Камилл нагнул голову, избычился, насупился.

— Я честный человек, мать. Потому и доверяют.

Мать не стала с ним спорить.

— Нашли человека из честной семьи. — Она язвительно усмехнулась: — Сиди дальше принимай. И нам, может, пригодится. Нельзя, говорят, яйца в одну корзину класть. Вдруг ваши к власти придут, тогда у нас свой человек там будет. — Камилл поднял голову, заранее возгордился, она же спустила его с небес на землю: — Если ты, конечно, к этому времени о нас помнить будешь. — И объяснила остальным, не ведая сочувствия и жалости: — Приятели у него такие, что отца с матерью забудут и повесят — и все по идейным соображениям. Если по России судить. Да и по нашим: когда якобинцами были да санкюлотами.

— Будет тебе, — остановил Андре мать, которая слишком далеко зашла в своих нареканиях: он был удачливым предпринимателем и позволял себе возражать главе семейства. — Ничего подобного у нас не будет.

Та не стала спорить:

— Не будет — и хорошо. Проведи ее к себе, Робер — покажи комнату. Ты-то сам остаешься?

— Нет, наверно. Уеду.

— К какой-нибудь крале новой? Подруге сказал, что сюда поехал, а сам на сторону?.. Это твое дело — делай что хочешь, — прибавила она, видя, что он собирается уверять ее в обратном. — Тут я тоже с пальцев сбилась, счет твоим Полинам да Люсеттам потеряла, — и снова повернулась к Рене, которая стояла неловко среди гостиной — ей было не по себе в новом окружении. — Приедешь летом?

— Приеду.

— Вот и хорошо. Будешь жить на всем готовом. В комнате этой — которую твой отец потерять боится… Все, гляжу, революционеры — пока чужое делить. А как до своего доходит, куда все девается?.. Какая-то ты все-таки шероховатая.

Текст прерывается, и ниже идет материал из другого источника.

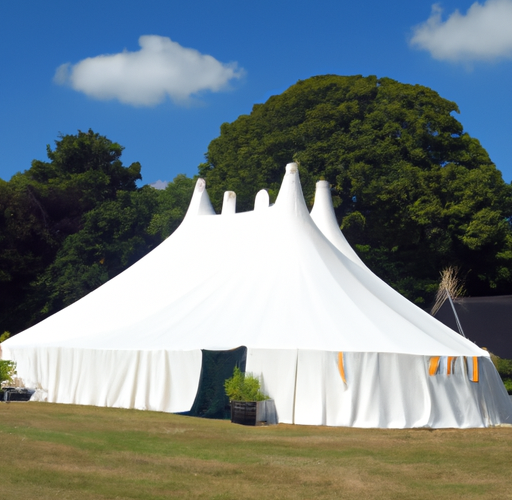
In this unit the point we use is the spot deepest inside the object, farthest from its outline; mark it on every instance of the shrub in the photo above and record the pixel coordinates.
(504, 367)
(243, 387)
(7, 371)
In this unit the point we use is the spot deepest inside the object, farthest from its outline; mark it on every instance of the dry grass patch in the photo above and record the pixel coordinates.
(65, 451)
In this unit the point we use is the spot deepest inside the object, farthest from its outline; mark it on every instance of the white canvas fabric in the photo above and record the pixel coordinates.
(287, 285)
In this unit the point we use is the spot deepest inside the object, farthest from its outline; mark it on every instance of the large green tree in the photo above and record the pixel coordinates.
(42, 206)
(413, 192)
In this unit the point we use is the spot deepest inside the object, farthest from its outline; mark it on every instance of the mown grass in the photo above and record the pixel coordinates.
(79, 452)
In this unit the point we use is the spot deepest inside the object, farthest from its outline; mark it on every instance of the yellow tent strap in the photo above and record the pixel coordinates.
(341, 367)
(434, 365)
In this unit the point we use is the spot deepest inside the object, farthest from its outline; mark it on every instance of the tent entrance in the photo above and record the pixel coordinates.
(211, 400)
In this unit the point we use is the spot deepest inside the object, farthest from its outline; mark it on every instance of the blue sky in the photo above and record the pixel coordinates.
(78, 65)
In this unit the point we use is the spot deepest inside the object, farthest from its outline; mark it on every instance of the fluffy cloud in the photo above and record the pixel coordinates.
(483, 34)
(160, 68)
(159, 184)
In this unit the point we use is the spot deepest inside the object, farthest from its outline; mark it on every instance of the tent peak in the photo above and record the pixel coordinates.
(292, 168)
(262, 200)
(200, 203)
(324, 217)
(229, 203)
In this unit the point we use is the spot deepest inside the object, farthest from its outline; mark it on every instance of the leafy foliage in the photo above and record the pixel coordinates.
(413, 192)
(70, 224)
(7, 371)
(504, 367)
(243, 387)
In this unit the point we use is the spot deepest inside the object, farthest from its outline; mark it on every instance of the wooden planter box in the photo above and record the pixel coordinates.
(253, 412)
(8, 394)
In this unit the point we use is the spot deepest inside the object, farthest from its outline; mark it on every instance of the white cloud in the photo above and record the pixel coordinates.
(484, 33)
(159, 184)
(160, 68)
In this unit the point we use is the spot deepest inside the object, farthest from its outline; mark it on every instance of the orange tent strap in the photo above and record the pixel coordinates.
(341, 367)
(449, 367)
(475, 369)
(434, 364)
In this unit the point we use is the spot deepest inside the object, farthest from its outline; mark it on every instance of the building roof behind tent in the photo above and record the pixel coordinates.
(486, 321)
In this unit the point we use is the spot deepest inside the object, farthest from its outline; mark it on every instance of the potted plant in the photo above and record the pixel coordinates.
(249, 406)
(7, 372)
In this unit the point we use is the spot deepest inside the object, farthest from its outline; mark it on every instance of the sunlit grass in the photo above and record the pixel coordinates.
(80, 452)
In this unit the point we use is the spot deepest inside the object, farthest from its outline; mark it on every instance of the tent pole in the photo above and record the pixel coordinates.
(459, 326)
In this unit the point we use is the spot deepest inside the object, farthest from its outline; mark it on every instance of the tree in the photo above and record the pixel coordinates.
(413, 192)
(42, 206)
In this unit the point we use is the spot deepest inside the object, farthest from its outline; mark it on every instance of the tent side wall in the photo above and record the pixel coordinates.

— Не привыкла, — подсказал Андре, но бабка сама это знала и не это имела в виду.

— Я вижу. Что твоя мать к нам не обращалась никогда? Глядишь бы, и помогли. Я сама напомнить о себе хотела, да не люблю навязываться… Я слышала, вы плохо жили одно время. Сейчас лучше?

— Лучше.

— Ну и слава богу… Гордая твоя мать — поэтому и не обращалась. И ты такая? — Рене замешкалась с ответом, и бабка не стала допытываться, только посоветовала: — Надо бойчее быть, покладистее. Не ждать, когда к тебе прибегут, самой о себе напомнить. В меру, конечно, — поспешила прибавить она. — Чтоб не назойличать, не напрашиваться… Ладно. Примем тебя. Раз ты так Манлет свою любишь. Надо же и любить кого-то, верно? — Она оборотилась к домашним: — Та одна четырех дочерей подняла и на ноги поставила. А на свадьбу вот не поехала. Я сильно тогда на нее обиделась: наслышана была о ней, хотела повидаться, а она не захотела. Теперь вот с внучкой знакомлюсь: одна, видно, порода. Ладно. Хватит болтать. И без того наговорились — дальше некуда…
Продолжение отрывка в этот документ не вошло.